Related Sources: The Origin of the Family, Private Property and the State. Engels; The State And Revolution. Lenin.
1. What is the State?
According to Hegel, the state
- is a product of society at a certain stage of development.
- is the admission that this society has become entangled in an insoluble contradiction with itself (that it has split into irreconcilable antagonisms which it is powerless to dispel)
According to Marx, the state
- could neither have arisen nor maintained itself had it been possible to reconcile classes
- is an organ of class rule, an organ for the oppression of one class by another;
- is the creation of “order”, which legalizes and perpetuates this oppression by moderating the conflict between classes
According to Lenin, the state
- is an organ of the rule of a definite class which cannot be reconciled with its antipode (the class opposite to it)

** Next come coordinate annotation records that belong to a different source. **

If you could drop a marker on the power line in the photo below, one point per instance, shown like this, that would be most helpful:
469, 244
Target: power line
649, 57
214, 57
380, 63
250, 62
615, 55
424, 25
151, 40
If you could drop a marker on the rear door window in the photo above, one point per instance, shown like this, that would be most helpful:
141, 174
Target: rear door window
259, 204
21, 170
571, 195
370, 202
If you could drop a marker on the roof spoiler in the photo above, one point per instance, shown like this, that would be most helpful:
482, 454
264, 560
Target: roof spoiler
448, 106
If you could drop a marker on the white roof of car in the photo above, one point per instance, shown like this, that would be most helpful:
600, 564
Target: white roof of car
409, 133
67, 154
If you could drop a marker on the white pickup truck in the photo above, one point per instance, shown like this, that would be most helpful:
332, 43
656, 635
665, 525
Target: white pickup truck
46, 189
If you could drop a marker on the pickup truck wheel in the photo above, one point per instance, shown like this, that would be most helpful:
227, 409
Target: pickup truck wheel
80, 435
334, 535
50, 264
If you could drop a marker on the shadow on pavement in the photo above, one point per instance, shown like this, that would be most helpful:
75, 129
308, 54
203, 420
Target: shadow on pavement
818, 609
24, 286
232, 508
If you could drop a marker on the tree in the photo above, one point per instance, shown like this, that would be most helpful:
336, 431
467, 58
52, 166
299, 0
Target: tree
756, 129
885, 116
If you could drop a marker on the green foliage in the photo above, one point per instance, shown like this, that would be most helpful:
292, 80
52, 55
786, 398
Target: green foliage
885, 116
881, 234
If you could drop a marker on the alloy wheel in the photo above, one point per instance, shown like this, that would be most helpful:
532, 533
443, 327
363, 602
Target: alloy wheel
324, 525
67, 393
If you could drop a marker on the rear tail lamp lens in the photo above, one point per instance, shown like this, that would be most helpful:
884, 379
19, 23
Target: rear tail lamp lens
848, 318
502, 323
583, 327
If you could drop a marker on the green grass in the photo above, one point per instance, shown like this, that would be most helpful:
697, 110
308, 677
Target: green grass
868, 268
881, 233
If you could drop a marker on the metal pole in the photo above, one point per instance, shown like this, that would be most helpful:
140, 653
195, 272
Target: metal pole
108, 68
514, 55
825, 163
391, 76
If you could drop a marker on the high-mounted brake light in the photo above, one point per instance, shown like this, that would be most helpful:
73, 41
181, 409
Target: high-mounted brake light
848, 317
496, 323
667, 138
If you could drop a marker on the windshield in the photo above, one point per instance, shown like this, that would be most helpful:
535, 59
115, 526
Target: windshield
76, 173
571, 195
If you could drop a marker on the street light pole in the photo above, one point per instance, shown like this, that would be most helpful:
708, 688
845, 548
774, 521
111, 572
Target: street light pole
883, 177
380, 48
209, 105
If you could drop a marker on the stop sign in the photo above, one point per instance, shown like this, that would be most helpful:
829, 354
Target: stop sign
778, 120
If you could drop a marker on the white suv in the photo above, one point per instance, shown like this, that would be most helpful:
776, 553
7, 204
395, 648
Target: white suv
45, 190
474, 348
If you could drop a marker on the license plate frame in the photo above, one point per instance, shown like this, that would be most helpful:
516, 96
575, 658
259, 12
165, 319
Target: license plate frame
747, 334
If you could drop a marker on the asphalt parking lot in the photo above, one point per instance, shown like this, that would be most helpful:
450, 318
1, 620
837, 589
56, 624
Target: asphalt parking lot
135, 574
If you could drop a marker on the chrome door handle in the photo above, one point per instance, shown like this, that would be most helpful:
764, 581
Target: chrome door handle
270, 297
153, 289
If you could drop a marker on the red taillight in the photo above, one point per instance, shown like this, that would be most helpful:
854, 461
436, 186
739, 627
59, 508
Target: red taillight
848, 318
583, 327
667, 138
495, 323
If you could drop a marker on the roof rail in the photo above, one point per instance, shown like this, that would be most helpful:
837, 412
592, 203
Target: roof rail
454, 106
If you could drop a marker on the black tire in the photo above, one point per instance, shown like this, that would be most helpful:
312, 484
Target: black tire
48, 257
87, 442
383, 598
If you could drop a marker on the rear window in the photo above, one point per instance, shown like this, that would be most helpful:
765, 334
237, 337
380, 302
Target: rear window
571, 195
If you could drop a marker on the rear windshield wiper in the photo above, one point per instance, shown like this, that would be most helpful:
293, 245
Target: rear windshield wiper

To petty-bourgeois politicians “order” means
- the reconciliation of classes, and not the oppression of one class by another
- reconciling classes and not depriving the oppressed classes of definite means and methods of struggle to overthrow the oppressors
Belief: The state reconciles class antagonisms.
False. The state moderates class antagonisms using the pretense of “order”.
2. What Are The Features Of The State?
According to Engels
- the state divides its subjects according to territory
- the state establishes a public power which consists not merely of armed men but also of material adjuncts, prisons, and institutions of coercion of all kind
- this public power grows stronger in proportion as class antagonisms within the state become more acute, and as adjacent states become larger and more populous
- maintenance of the special public power requires taxes and state loans
- special laws are enacted proclaiming the sanctity and immunity of the officials of public power
According to Lenin
- a standing army and police are the chief instruments of state power
“our Socialist-Revolutionaries and Mensheviks are not socialists at all (a point that we Bolsheviks have always maintained), but petty-bourgeois democrats using near-socialist phraseology”. Is Lenin referencing the DSA? *wink*
imperialism defined: “the complete domination of the trusts, the omnipotence of the big banks, a grand-scale colonial policy”
The question of the privileged position of the officials as organs of state power is raised here. The main point indicated is: what is it that places them above society? This theoretical question was answered in practice by the Paris Commune in 1871 and it was obscured from a reactionary standpoint by Kautsky in 1912.